同社は同年10月2日に日本で新型リーフを発売し、2018年1月から米国やカナダ、欧州で順次出荷を開始する予定だ。国内で発売する車両は追浜工場(神奈川県横須賀市)で生産する。価格は廉価グレードである「S」の315万360円から。プロパイロットやプロパイロットパーキングといった先進機能を標準装備する最上位グレードの「G」は399万円600円である。
同じ大きさの電池パックで容量増大
新型リーフは、Liイオン2次電池の電池パックの電池容量を40kWhに増やした*2(図2)。これにより、航続距離をJC08モード*3で400kmまで延ばしている。
*2 単体の電池である電池セルを複数接続して端子を取り付けたものが電池モジュール。
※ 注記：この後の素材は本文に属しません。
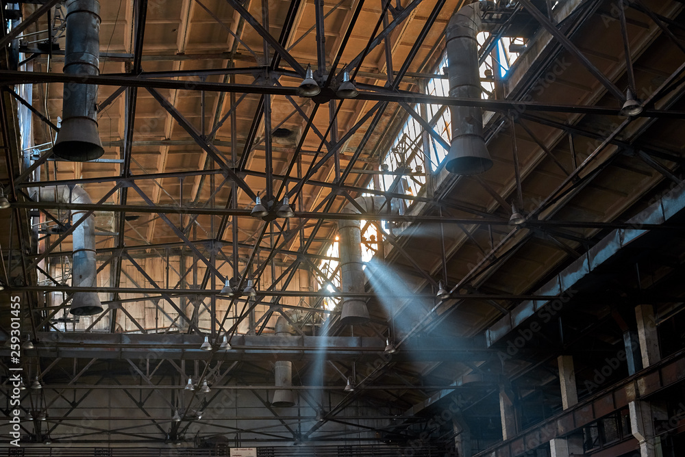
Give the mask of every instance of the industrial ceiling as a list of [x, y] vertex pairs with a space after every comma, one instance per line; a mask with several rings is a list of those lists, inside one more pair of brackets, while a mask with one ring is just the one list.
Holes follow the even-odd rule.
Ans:
[[[73, 3], [3, 10], [0, 330], [11, 344], [18, 297], [32, 344], [2, 367], [42, 386], [22, 391], [23, 443], [462, 455], [469, 430], [473, 455], [523, 455], [567, 409], [559, 356], [580, 406], [634, 374], [596, 376], [636, 305], [683, 358], [683, 2], [480, 2], [469, 97], [445, 60], [464, 0], [101, 1], [88, 75], [64, 73]], [[103, 153], [66, 160], [86, 81]], [[492, 162], [469, 175], [443, 159], [466, 109]], [[101, 308], [70, 313], [79, 293]], [[352, 302], [368, 319], [346, 322]]]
電池パックは複数の電池モジュールをセンサーなどと共に接続して収めたものを指す。
*3 JC08モード 現在日本が採用する自動車の試験方法。複数の走行パターンを通じて対象の自動車を試験する。
日産自動車はリーフの航続距離を徐々に延ばしてきた。2010年に発売した初代リーフは、電池容量が24kWhの電池パックを積んで200kmだった。2012年の部分改良で228kmに延ばし、2015年の部分改良では電池容量が30kWhの電池パックを採用して280kmまで延長していた。
新型リーフの電池パックは24個の電池モジュールで構成されており、1つの電池モジュールには8個のラミネート型のLiイオン2次電池セルを収めた。電池パックの大きさは電池容量30kWhの前モデルと同等に抑えつつ、電池容量は40kWhに増やした。電池セルのエネルギー密度は240Wh/kg程度と見られる。電池セルの電極密度を高め、エネルギー密度を向上させた。電池セルの厚さは従来とほぼ変わらない。
同社は電池の基礎研究を大学や研究機関と協力して進めている。例えば、大型放射光施設「SPring-8」などを利用し、充電中や放電中に電極内で起きている現象や電池劣化のメカニズムなどを研究してきた。こうして培った知見を新しい電池パックに生かしたという。加えて、性能の劣化も抑えており、電池寿命が2倍以上になっている。